I'm really thinking about using Private lending (or HM lending) for my real estate deals, so,
#1, Im asking if someone could explain to me the structure and purpose of Private lending? I don't get the gist of it and all I know is it funds your deals like a bank loan.
#2.What’s the best way to apply this PL strategy when funding deals?
#3. Could someone explain to me the different possible loan terms of private lending? Is it based on which lender it is?
I'm really interested in purchasing REO's and flipping them with PL, so basically I want to know how this type of lending works (Feel free to explain HM if you'd like). Any advice concerning this strategy?
Most Popular Reply
A loan is a loan, if by any other name. (that was my Shakespeare reference for the day)
A secured real estate loan is where you grant an interest in the real property by giving a mortgage to the a lender. The lender in term gives you money. The money and terms of repayment are evidenced by the promissory note which is held by the lender.
The terms used to describe lenders have general meanings in conversation but they can, within their own ranks vary. For instance, private money and hard money lenders.
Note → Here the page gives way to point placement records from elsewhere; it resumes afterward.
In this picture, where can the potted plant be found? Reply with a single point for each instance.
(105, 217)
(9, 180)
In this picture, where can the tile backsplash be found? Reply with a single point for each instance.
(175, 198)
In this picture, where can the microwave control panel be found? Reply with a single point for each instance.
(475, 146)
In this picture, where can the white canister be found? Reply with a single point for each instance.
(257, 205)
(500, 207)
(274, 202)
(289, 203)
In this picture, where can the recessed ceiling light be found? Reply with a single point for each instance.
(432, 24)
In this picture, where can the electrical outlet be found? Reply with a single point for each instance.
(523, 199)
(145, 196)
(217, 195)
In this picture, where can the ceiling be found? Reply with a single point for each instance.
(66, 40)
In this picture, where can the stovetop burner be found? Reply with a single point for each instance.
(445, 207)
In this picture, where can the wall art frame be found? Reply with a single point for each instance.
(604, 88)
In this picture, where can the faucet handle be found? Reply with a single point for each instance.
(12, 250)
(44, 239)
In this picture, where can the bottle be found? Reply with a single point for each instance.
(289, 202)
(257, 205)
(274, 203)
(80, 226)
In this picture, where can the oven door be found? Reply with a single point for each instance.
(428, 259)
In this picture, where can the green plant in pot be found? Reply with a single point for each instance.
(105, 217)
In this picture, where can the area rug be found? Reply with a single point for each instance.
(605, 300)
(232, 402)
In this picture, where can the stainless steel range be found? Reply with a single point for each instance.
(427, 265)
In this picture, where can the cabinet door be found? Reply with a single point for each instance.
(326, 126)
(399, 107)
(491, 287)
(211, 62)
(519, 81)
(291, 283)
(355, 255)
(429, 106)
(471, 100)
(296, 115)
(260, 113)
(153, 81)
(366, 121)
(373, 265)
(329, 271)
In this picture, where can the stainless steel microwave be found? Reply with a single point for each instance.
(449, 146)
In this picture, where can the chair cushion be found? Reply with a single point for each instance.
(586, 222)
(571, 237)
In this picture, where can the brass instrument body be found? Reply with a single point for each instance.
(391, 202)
Private has grown to imply the funds are from private investors seeking to put their own money to work for a rate of return. That is not to say hard money is really any different. All money comes from the same place, an investor.
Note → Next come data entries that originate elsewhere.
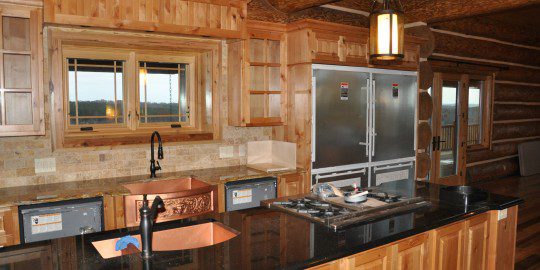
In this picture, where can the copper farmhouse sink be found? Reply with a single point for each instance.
(183, 198)
(189, 237)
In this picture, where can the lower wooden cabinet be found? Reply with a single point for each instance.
(292, 184)
(461, 245)
(476, 242)
(375, 259)
(412, 253)
(449, 246)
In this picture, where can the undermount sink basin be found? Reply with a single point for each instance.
(189, 237)
(182, 197)
(165, 186)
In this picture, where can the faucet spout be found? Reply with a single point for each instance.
(146, 227)
(153, 166)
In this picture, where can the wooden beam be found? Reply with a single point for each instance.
(444, 10)
(288, 6)
(486, 27)
(497, 52)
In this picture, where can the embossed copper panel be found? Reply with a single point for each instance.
(183, 198)
(189, 237)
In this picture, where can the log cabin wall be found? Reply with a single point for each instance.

A hard money lender can charge more or less or the same as a private money lender per their own described designation. The idea of private money grew out of single investors who placed their own capital at risk in the market place opposed to using a hard money lender to get their money out. Thus, the idea and term "private". Where a hard money lender tends to be more along the lines of "public". The hard money lender is "open for business" as a lender. A private money lender may make a loan this week and not do another one for 10 years. Since a hard money lender tends to be in the business, they need to have capital to work with on an on-going basis, otherwise there is no point of being open for business since without the money no business takes place.
As far as legal definitions between these ideas, there is a legal difference between you privately using your funds and someone else using your funds. We will leave that idea at that for this thread.
Much of the distinctions between the two are simply window dressing. As Jon points out, due to the nature of the how the money is put to work, additional fees stack on top of the money. If you give me your money to put to work, I will charge a fee to do so which may make the loan cost more to the borrower. The opposite happens (well, is supposed) where if I privately place my money in the market, the fees are my own. So if I only need 10%, I charge 10%. If I use a lender to put my money out, they will want say 2%, so now we have a loan for 12%. That said, it can certainly go any which way depending on the parties who particpate.
In regards to different loan terms. There are many. Any lender can offer any terms (subject to license and usury and other laws). So just because we say Private Lender does not mean the rate, for example, will be 10%. Maybe they only want 5%. (buy that guy lunch!) The possible varience is usually greater in Private Lending settings opposed to Hard Money settings since often times hard money has a capital structure behind it. There is a fund somewhere that investor puts his money into, controlled by the hard money lender which is used. When the investor invests, there is a structure to how it will all fall into place. Again, investor wants 10% return, lender wants 2% so we do not have much wiggle room for less than 12%. However, we have possibilities above that floor. So the hard money lender needs to earn 12% but that doesn't stop him from trying to earn 15%, which makes his investors happy by making everyone more money which also attracts other investors.
When it comes to loan terms, they are pretty straight forward on their own merit. I would suggest you begin to simply learn those so you can understand how each idea affects a loan. This includes but is not limited to interest rate, loan term, amortization term and points and fees. That will start to lead you into some of the tangent ideas that go with each.